Visiting Blakeney Point
Millions of visitors come to the Norfolk coast each year, spending lots of money and supporting many jobs. A survey found that 39 percent of visitors to Blakeney and nearby areas came mainly for birdwatching. Besides birdwatching and boat trips to see the seals, sailing and walking are also popular activities.
However, many visitors can sometimes cause problems. Wildlife can be disturbed, especially birds that nest on the ground like ringed plovers and little terns. Plants can also be trampled, which is a big issue in sensitive areas like sand dunes.

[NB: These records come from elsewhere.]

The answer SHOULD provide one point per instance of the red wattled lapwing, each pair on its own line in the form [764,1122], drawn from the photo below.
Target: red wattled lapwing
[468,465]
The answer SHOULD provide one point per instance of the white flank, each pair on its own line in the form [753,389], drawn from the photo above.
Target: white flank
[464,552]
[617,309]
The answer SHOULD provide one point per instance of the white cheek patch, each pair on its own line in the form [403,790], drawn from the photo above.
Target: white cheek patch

To help protect the wildlife, the main nesting areas for terns and seals are fenced off during breeding season. A boardwalk made from recycled plastic crosses the large sand dunes. This helps stop erosion and protects the dunes. It was put in place in 2009.
Dogs are not allowed in certain areas from April to mid-August because of the risk to ground-nesting birds. At other times, dogs must be on a lead or kept very close. Conservation groups divide the coast into different zones for tourism. Blakeney Point is in a "red-zone" area. This means it's a sensitive habitat already feeling pressure from visitors. So, no new development or parking improvements are suggested here.
Coastal Changes
The shingle spit at Blakeney Point is quite young in geological terms. Over the last few centuries, it has been moving westward and towards the land. This movement has likely increased because people reclaimed salt marshes along the coast. These marshes used to be a natural barrier to the shingle. A single storm can move a huge amount of shingle. Sometimes, the spit has even been broken through, becoming an island for a while.
Maps from the last two hundred years show how the Blakeney Chapel ruins have gotten closer to the sea. In 1817, they were 400 m (440 yd) from the sea. By the end of the 20th century, they were only 195 m (215 yd) away. The spit is moving towards the mainland by about 1 m (1 yd) each year. Several old "eyes" (raised islands) have already disappeared, first covered by the moving shingle, then lost to the sea. The massive 1953 flood covered the main beach, but the natural parts of the coast, like Blakeney Point, didn't suffer much lasting damage.
Because the shingle was moving inland, the River Glaven channel was getting blocked more and more often by 2004. This caused flooding in Cley village and the important Blakeney freshwater marshes. The Environment Agency decided to create a new path for the river. They moved a 550 m (600 yd) stretch of the river 200 m (220 yd) further south. This work was finished in 2007. The Glaven had been moved before in 1922. Now, the ruins of Blakeney Chapel are north of the new river path. This means they are no longer protected from coastal erosion. The chapel will likely be buried by the moving shingle and then lost to the sea, possibly within 20–30 years.